Standard Deviation in LINQ

Does LINQ model the aggregate SQL function STDDEV() (standard deviation)?

If not, what is the simplest / best-practices way to calculate it?

Example:

  SELECT test_id, AVERAGE(result) avg, STDDEV(result) std 
    FROM tests
GROUP BY test_id

Solution 1:

You can make your own extension calculating it

public static class Extensions
{
    public static double StdDev(this IEnumerable<double> values)
    {
       double ret = 0;
       int count = values.Count();
       if (count  > 1)
       {
          //Compute the Average
          double avg = values.Average();

          //Perform the Sum of (value-avg)^2
          double sum = values.Sum(d => (d - avg) * (d - avg));

          //Put it all together
          ret = Math.Sqrt(sum / count);
       }
       return ret;
    }
}

If you have a sample of the population rather than the whole population, then you should use ret = Math.Sqrt(sum / (count - 1));.

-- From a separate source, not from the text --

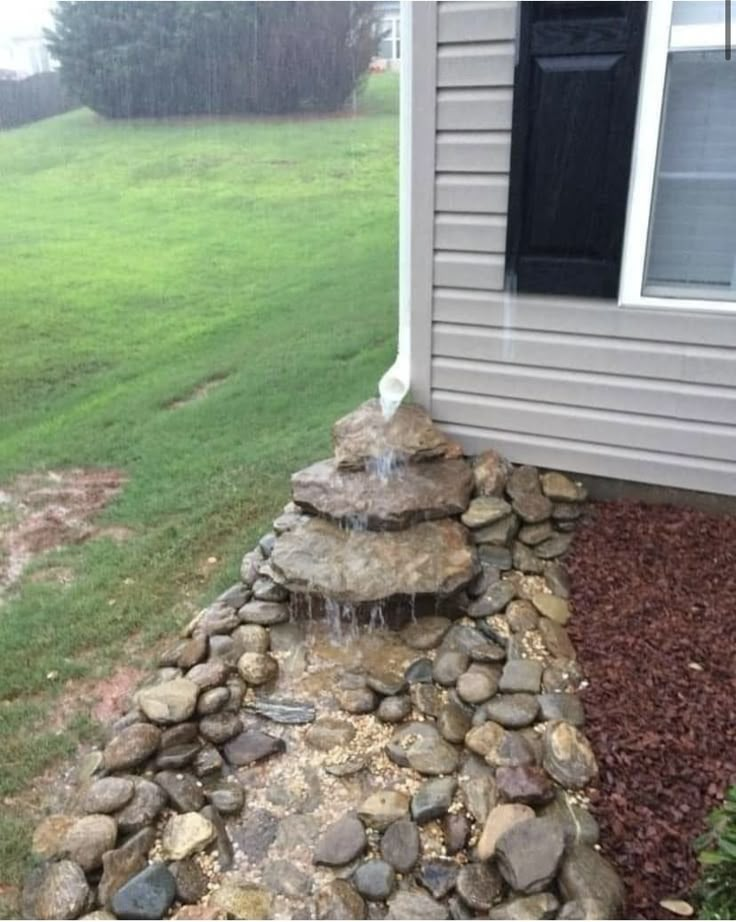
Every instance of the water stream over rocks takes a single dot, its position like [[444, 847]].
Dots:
[[378, 720]]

Transformed into extension from Adding Standard Deviation to LINQ by Chris Bennett.

Solution 2:

Dynami's answer works but makes multiple passes through the data to get a result. This is a single pass method that calculates the sample standard deviation:

public static double StdDev(this IEnumerable<double> values)
{
    // ref: http://warrenseen.com/blog/2006/03/13/how-to-calculate-standard-deviation/
    double mean = 0.0;
    double sum = 0.0;
    double stdDev = 0.0;
    int n = 0;
    foreach (double val in values)
    {
        n++;
        double delta = val - mean;
        mean += delta / n;
        sum += delta * (val - mean);
    }
    if (1 < n)
        stdDev = Math.Sqrt(sum / (n - 1));

    return stdDev;
}

This is the sample standard deviation since it divides by n - 1. For the normal standard deviation you need to divide by n instead.

This uses Welford's method which has higher numerical accuracy compared to the Average(x^2)-Average(x)^2 method.

Solution 3:

This converts David Clarke's answer into an extension that follows the same form as the other aggregate LINQ functions like Average.

Usage would be: var stdev = data.StdDev(o => o.number)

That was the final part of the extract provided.